TEMPO.CO, Jakarta - Direktur Jenderal Perundingan Perdagangan Internasional Kementerian Perdagangan (Kemendag) Djatmiko Bris Witjaksono tak ada perdagangan tak setara (unfair trade) dalam impor susu dari Australia dan Selandia Baru. Pasalnya, menurut dia, Indonesia memerlukan susu skim sebagai bahan baku industri dalam negeri.
“Unfair trade dari mana? Kita butuh kok. Kecuali kita produksi skim milk juga. Tanya industri, bisa bikin skim milk enggak di Indonesia? Kalau bisa ya enggak mungkin kita kasih tarifnya nol,” kata Djatmiko kepada wartawan di Kompleks Parlemen, Jakarta, Rabu, 20 November 2024.
FTA dengan Australia dan Selandia Baru, menurut Djatmiko, tak hanya berfaedah mendukung keahlian produsen dalam negeri untuk ekspor. Perjanjian ini juga berkedudukan mendukung kebutuhan industri dalam negeri. Termasuk dengan menyediakan bahan baku.
Djatmiko menjelaskan susu impor dari Australia dan Selandia Baru masuk ke Indonesia dalam corak susu skim alias bahan baku—bukan susu segar. Indonesia, menurut dia, belum bisa memproduksi susu skim.
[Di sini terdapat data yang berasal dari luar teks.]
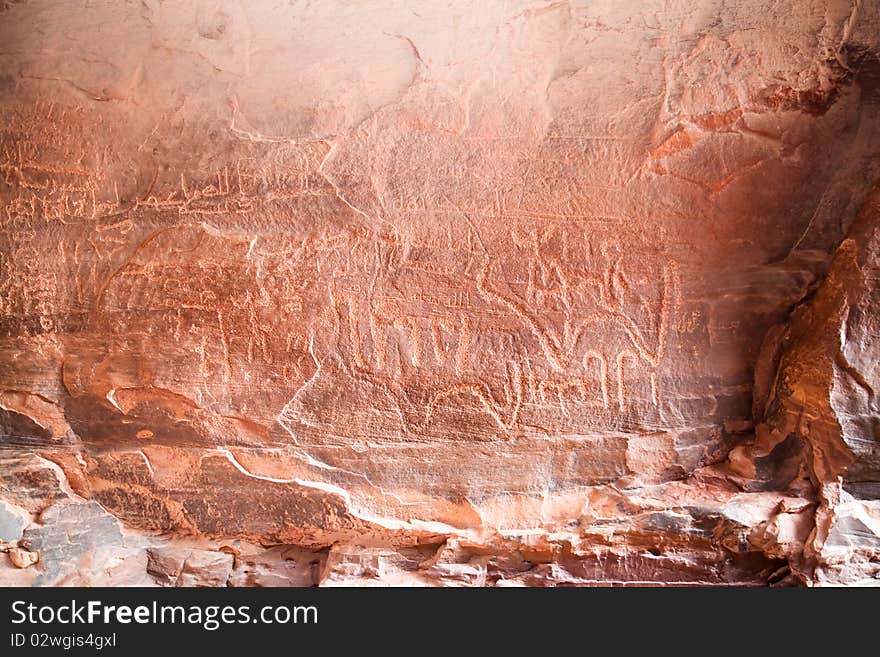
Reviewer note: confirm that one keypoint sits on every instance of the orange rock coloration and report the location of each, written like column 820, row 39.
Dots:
column 476, row 293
Karena itu, susu skim tak bersaing dengan susu segar hasil produksi industri dalam negeri.
“Masalah itu memengaruhi (harga susu) itu cerita lain. Tapi kita tidak pernah mengimpor susu segar. Walaupun permintaan susu kita meningkat terus,” kata dia.
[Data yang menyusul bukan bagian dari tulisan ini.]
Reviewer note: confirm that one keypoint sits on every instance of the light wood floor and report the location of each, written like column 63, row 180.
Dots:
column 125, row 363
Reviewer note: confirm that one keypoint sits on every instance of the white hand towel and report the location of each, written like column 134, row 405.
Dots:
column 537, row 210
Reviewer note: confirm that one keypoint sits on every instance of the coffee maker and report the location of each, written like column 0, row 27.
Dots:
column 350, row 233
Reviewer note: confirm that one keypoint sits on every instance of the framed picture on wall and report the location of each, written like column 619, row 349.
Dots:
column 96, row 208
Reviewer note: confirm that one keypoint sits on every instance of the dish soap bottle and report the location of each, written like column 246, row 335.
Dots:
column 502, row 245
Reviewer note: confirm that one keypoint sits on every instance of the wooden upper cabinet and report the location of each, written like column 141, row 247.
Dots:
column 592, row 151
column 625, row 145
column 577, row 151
Ia justru mempertanyakan apa substansi nan mau ditinjau dari perjanjian itu. Jika tarif susu impor dinaikkan, dia mengatakan Indonesia nan justru dirugikan. Sebab, nilai susu di dalam negeri bakal menjadi semakin mahal. Biaya nan perlu dikeluarkan industri untuk berproduksi juga meningkat.
Salah satu penyebab susu dalam negeri tak terserap optimal, dia mengungkapkan lantaran tak semua susu itu sesuai standar. Industri pengolahan susu, menurut dia, perlu meningkatkan kualitas. Pasalnya, permintaan susu terus meningkat melampaui jumlah produksi susu peternak.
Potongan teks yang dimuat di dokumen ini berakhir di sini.